If you're in the self-employed or independent contractor industry, then a lender will want to see proof that your income is coming from an active source. They may also ask for other financial documents such as bank statements and tax returns during their review process - so make sure they have all this important information before applying for income-based loans.

Are Income-Based Personal Loans suitable for Bad Credit?

When you are in a position where it is hard to qualify for loans, high income can help. This is especially true if your credit history has been marred by years of financial trouble or risky behavior like late payments on accounts and missed debts altogether!

A lender will more likely accept an application from someone who has paid their bills than one with little experience paying anything at all. In this case, your income may be used to make up for your bad credit history. You get more chances of getting a personal loan if you can provide proof of sufficient salary.

Do income-based loans require a credit check?

Income-based loans allow people with less fortunate backgrounds to get the personal loan they deserve. They provide financing for those who might not otherwise be able to get a loan from a bank or other source.

Lenders offering loans on the basis of your income do only a soft credit check as they don’t regard your score as the main approval criterion.

How much of a loan can you get with high income but bad credit?

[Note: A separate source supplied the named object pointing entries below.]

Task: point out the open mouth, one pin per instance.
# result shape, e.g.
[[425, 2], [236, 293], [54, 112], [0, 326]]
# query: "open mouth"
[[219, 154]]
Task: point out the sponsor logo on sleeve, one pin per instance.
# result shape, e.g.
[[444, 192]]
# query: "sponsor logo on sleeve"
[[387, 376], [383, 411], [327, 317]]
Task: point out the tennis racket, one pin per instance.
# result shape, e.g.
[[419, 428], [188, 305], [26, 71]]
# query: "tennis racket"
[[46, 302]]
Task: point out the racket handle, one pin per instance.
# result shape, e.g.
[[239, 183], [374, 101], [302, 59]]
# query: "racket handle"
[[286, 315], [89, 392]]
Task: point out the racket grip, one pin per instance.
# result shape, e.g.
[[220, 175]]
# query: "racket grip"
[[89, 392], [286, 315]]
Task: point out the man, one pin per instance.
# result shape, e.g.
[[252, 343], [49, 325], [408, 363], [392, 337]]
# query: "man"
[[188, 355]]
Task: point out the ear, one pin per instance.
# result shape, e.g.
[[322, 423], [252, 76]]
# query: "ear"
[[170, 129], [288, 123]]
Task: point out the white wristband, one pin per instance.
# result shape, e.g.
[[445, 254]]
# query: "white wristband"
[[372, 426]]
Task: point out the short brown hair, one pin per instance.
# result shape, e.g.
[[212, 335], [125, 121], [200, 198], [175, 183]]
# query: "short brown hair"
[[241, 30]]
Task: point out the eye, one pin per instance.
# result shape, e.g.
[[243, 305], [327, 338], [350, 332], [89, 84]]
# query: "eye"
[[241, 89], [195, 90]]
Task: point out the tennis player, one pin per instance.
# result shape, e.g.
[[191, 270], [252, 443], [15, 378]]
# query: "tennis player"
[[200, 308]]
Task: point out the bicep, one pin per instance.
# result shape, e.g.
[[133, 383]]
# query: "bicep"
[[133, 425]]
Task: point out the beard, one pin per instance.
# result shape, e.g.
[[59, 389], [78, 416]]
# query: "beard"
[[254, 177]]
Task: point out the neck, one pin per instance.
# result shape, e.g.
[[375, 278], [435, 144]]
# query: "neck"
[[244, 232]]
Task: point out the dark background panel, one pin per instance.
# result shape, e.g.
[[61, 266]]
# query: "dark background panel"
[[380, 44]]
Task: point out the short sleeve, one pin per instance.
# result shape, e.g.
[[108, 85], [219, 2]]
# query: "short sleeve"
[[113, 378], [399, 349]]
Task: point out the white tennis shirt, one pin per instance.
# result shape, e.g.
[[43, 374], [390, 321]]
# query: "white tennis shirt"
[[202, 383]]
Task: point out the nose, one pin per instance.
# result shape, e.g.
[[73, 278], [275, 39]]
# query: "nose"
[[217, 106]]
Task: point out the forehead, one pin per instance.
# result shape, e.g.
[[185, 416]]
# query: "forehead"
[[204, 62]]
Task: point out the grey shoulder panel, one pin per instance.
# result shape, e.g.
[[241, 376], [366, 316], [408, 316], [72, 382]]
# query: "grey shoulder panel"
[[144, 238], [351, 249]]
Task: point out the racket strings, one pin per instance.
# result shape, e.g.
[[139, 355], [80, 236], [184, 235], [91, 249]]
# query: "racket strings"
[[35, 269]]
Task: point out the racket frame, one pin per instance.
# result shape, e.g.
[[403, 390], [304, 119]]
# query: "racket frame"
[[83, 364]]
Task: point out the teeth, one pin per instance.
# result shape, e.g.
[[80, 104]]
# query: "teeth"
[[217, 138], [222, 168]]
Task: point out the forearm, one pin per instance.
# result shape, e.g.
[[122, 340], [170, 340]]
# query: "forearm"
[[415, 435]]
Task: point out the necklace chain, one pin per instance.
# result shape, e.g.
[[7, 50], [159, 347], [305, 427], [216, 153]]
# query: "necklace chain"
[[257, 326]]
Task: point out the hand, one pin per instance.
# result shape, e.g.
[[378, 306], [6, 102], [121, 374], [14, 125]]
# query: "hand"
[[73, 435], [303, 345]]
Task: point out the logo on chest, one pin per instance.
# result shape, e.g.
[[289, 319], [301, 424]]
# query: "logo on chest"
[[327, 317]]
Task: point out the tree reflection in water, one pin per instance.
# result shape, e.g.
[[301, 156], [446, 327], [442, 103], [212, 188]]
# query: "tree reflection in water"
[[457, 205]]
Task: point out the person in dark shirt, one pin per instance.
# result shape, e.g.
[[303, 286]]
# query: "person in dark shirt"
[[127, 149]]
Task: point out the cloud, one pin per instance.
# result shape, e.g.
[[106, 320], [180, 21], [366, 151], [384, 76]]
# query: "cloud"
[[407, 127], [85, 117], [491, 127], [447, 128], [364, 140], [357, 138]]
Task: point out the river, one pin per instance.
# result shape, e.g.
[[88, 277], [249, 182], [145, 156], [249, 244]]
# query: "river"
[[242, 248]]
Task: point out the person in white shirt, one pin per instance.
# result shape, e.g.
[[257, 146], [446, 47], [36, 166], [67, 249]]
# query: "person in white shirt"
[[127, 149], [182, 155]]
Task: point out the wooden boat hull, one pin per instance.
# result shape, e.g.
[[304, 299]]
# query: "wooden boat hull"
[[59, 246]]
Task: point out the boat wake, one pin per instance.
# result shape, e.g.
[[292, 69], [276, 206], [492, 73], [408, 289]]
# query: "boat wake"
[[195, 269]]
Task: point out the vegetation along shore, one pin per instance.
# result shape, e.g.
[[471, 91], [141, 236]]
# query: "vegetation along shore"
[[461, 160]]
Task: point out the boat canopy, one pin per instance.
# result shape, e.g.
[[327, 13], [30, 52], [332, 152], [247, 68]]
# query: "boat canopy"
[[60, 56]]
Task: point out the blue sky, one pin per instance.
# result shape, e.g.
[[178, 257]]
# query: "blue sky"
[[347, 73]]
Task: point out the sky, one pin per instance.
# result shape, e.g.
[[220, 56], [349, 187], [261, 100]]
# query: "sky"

If you have a low credit score and need money, there are lenders who will lend up to $35000. However if your personal loan application is approved with a high income but bad score, the amount granted may be less than what's available for those with better credit.

What is considered high income?

As you can see, there's no one size fits all when it comes to how much money someone makes. This means that if your household has multiple people living in them and/or their location varies greatly by season (for example farming), then they may not be considered high earners enough for some lenders!

For high earners, a three-person family needed an income between $106,827 and $373,894 to be considered upper-middle-class, Rose says.

Use income-based loans to build your credit!

A personal loan can be helpful in improving your credit if you're responsible for it. If that means building up a healthy payment history and keeping current on all of the payments, then by borrowing responsibly now they'll have time to grow into something bigger than just teensy loans later down this financial road!

A few tips for using an income-based product wisely:

Making your payments on time is one of the most important factors that affect credit scores.

  • Check with lenders to see if they report this information and how often it's reported, as being aware can help keep you from falling behind in other areas!
  • The idea of adding another form to your credit reports might seem like the kiss of death, but it can actually help you maintain or even improve certain aspects in regard to how much debtors are owed.
  • Try different loan types. It will reflect positively on your FICO score.

Bottom Line

An income-based loan is a type of credit that evaluates your ability to repay based on your monthly income, not just your credit score. This means if you have a high salary but an average or poor credit, this may be the right option for you. If interested in applying for one of these loans online with no hassle, call us today! Our experts are available 24/7 and would love to help walk through all our terms so there are no surprises when it’s time to sign off on an agreement. Be sure to look into all the terms before choosing a lender and applying online.